If you have been following my sporadic posts about Camera Life, you’ll be aware that I’ve been a camera owner (and therefore a hobbyist photographer) for over fifty years. In that time, I have only managed to photograph lightning successfully twice. Each time I used a different technique and each time I succeeded… eventually.
For the first thirty years of my photography hobby I shot with 35mm film. Even trying to photograph lightning would be a very wasteful and costly endeavor. Living in the UK didn’t help, lightning just isn’t that common. Later, when I started traveling and spending more time in the tropics I did see more storms, but I was usually working offshore so trying to photograph lightning could easily have used up my whole trip’s film supply with no hope of replenishment.

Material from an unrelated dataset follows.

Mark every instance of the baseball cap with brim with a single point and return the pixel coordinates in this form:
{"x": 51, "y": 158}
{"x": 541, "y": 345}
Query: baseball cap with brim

It wasn’t until the advent of digital photography in the late twentieth century that photographing lightning became feasible. Even then it took another ten years or so before the right combination of location, climate, and vantage point enabled my first attempt at capturing lightning.
In 2009, we moved to Shanghai. Our apartment, on the twentieth floor, has a good view south towards the Huangpu River. I was using a Ricoh GRDIII camera at this time. The little Ricoh certainly wasn’t the ideal camera for this challenge. However, it did have some redeeming features that made capturing the shot easier, if not predictable. After a few failed attempts trying to time my shutter presses with flashes of lightning, I resorted to automation. The Ricoh had a very flexible manual focusing system for a compact camera so I was able to manually focus on infinity and disable the inevitable hunting for focus that would result from trying to use autofocus. I then configured the built-in interval timer to take one shot every five seconds. I walked away and left it on a table-top tripod shooting. I can’t remember whether the SD card filled up or the battery ran out first. However, by the time it stopped shooting, the storm was over.
On loading several hundred shots into my computer, I had the one keeper and several near misses. I’ve reprocessed the original raw file with my current iPad Pro workflow and I’m pleased to see that it looks even better now than it did ten years ago. Not bad for a ten-megapixel compact.
Technique: Manually focus on infinity, interval shooting at five seconds, hope that you get lucky.
Fast forward to this year, almost exactly ten years after the first image. Of course there have been many thunderstorms in the intervening years, but none seem to have coincided with me being here to shoot, night-time, and being visible from the southern side of our building. I’m now using a Canon EOS-M5 mirrorless camera. The M5 is a much more capable camera, especially when paired with the 11-22mm wide-angle zoom. However, it doesn’t support interval shooting so the lazy option I used before wasn’t available this time (I could have used the Canon EOS app to set this up, but it’s not something I use often so I didn’t want to waste time). Instead, the M5 has a reasonably fast multiple shot burst rate of about nine frames per second.
It seems that there is often a short pre-flash with some lightning bolts. By setting the lens to manual focus on infinity, again, to eliminate autofocus hunting, I was often able to press and hold the shutter when I first saw a flash and then shoot a burst over the next second or two capturing any subsequent forks of lightning. With a bit of practice, this method was more successful than the previous method and resulted in more successful captures.
The image above is a composite of two consecutive images about 100ms apart. The first caught the start of the fork as the bolt of lightning shot down from the top left. The second caught the caught multiple branches seeking an earth point. I stacked these two images in Affinity Photo on my iPad Pro and then finished the processing in Pixelmator Pro.
Technique: Manually focus on infinity, set the camera to burst shooting, and press and hold the shutter down when you think there’s going to be a fork.
Neither of these methods is particularly reliable. You will end up with hundreds of exposures of dark skies or glowing clouds. You will also miss some beauties and capture some boring strikes. Such is life. However, if you persevere you can get results.